DeSantis Administration Takes Responsibility for Migrant Flights, Fueling Fight with California
Florida Gov. Ron DeSantis’ administration has taken responsibility for a pair of flights transporting migrants from the southern border to Sacramento, confirming the state’s role in the stunts and deepening an ongoing, vitriolic fight with California officials, who have denounced the transports and accused Sunshine State officials of potentially committing a crime.
The public battle comes as DeSantis begins in earnest his 2024 presidential campaign, during which he has positioned immigration as a core issue of his platform.
Two private flights – one on Friday and one on Monday – arrived in Sacramento carrying asylum-seekers from South America. California officials say the migrants had been picked up in El Paso, taken to New Mexico, and put on a flight to the California capital, accusing Florida of organizing and funding the transports with the help of a contractor.
On Tuesday, the DeSantis administration confirmed that allegation, arguing that the migrants signed waivers and went willingly. Florida’s emergency management agency disseminated a video to several news outlets that appeared to show migrants signing waivers, sitting on a party bus, and arriving in California, confirming that they were treated well. The video is composed of short clips and contains no additional details aside from the footage.
California Attorney General Rob Bonta said previously that he spoke with the migrants, some of whom they say were promised jobs – raising questions about whether they were transported under false pretenses.
“We are investigating the circumstances by which these individuals were brought to California. We are also evaluating potential criminal or civil action against those who transported or arranged for the transport of these vulnerable immigrants,” Bonta said in a statement Friday after the first flight of migrants appeared in Sacramento.
Cartoons on the 2024 Election
“While we continue to collect evidence, I want to say this very clearly: State-sanctioned kidnapping is not a public policy choice, it is immoral and disgusting,” he said.

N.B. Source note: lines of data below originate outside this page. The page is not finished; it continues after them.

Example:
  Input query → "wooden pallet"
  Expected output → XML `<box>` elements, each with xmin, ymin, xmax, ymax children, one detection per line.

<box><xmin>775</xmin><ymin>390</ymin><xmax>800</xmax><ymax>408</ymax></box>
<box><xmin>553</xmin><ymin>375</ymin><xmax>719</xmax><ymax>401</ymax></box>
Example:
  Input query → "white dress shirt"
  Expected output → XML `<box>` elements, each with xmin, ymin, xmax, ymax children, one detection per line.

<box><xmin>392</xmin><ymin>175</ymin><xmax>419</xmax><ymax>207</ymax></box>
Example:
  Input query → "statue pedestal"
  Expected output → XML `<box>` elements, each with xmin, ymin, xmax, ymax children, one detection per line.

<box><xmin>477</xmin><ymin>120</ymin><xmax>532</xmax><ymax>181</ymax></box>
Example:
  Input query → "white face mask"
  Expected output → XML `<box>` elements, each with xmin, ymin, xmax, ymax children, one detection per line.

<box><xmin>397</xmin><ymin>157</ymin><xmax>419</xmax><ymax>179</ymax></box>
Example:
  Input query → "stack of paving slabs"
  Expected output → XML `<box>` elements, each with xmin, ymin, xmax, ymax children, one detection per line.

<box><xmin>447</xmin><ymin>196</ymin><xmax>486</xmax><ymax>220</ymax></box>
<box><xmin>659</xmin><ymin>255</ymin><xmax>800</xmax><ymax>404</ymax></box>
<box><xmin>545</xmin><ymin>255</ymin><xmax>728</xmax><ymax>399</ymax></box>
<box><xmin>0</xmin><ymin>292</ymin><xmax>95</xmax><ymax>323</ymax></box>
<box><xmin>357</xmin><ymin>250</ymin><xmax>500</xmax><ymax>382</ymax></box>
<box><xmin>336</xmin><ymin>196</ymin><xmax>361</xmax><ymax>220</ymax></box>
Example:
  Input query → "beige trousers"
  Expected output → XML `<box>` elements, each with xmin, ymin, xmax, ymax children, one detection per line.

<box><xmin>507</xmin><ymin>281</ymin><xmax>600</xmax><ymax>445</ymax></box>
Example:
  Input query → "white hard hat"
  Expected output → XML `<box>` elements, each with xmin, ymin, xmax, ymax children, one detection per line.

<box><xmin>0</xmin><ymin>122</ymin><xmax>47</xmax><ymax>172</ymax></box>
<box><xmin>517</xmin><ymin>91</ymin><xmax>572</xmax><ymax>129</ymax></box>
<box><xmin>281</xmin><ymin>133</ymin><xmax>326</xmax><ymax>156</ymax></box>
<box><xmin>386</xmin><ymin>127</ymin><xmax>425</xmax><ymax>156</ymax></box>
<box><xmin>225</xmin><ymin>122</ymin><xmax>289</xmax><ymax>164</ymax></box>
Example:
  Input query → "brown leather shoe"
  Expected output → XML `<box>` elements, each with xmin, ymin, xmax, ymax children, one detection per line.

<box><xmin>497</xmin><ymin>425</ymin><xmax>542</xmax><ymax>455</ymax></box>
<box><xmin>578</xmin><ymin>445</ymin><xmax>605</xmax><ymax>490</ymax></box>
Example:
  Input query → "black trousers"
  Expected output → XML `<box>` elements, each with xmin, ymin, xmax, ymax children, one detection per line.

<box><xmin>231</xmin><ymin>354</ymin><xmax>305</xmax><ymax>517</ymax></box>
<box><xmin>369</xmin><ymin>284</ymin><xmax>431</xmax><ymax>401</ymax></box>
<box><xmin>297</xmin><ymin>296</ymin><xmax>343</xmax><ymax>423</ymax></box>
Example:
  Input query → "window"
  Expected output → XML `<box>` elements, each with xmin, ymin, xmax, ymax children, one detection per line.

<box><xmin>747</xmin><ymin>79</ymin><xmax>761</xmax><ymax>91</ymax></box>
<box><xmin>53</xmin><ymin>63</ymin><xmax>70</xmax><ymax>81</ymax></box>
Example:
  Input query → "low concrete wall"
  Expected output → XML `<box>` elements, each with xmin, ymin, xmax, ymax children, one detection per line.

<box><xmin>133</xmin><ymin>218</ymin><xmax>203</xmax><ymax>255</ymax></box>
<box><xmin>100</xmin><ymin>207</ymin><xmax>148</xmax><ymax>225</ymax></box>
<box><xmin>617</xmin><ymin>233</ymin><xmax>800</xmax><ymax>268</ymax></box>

California Gov. Gavin Newsom, a Democrat and frequent target of DeSantis and other Republicans, said in a press release over the weekend that he was “working with the California Department of Justice to investigate the circumstances around who paid for the group’s travel and whether the individuals orchestrating this trip misled anyone with false promises or have violated any criminal laws, including kidnapping.”
He then went further, calling DeSantis a “small, pathetic” man.
“Kidnapping charges?” He tweeted Monday, along with a screenshot of the relevant state criminal statute.
And Newsom doubled down on his criticism in an interview that is set to air Thursday morning on MSNBC.
“We mean business, and we’re not backing away from getting the facts and holding those accountable if they broke the laws of the state of California,” Newsom said in a clip of the pre-taped interview. released by the news network.
Florida’s move appears to target so-called sanctuary cities, jurisdictions that limit cooperation with federal immigration authorities. Sacramento has sanctuary policies in place.
Regardless of the criminality – or not – of the move, both Newsom and Bonta have slammed DeSantis for what they describe as a political stunt.
“Human beings used as pawns for a guy’s political advancement. That’s pretty sad and pathetic,” Newsom said in another clip released by MSNBC.
“It’s a political stunt. It’s cheap, it’s cruel, and it’s on the backs of human beings,” Bonta said of the act during an interview with CNN Tuesday.
It’s not the first time that Florida has transported migrants to other states without prior permission or arrangement.
Last fall, Florida flew 49 migrants, most of whom were Venezuelan, from San Antonio, Texas, to upscale Martha’s Vineyard, in Massachusetts. The migrants said a woman promised them jobs and housing if they boarded the plane. Martha’s vineyard, however, had no advance notice of their arrival. The move prompted considerable outcry, including from some within DeSantis’ own party.
And on Tuesday, amid the fight with California, a sheriff’s office in San Antonio initiated criminal cases connected to the Martha’s Vineyard flight.
“The charge filed is unlawful restraint and several accounts were filed, both misdemeanor and felony,” the Bexar County Sheriff’s Office said in a statement to a local news station. The county’s district attorney is now reviewing the case.
Despite the controversy, the flights may not stop.
In May, DeSantis signed a controversial immigration law that, among other things, allocated $12 million of the state budget to “relocate illegal immigrants to sanctuary jurisdictions.”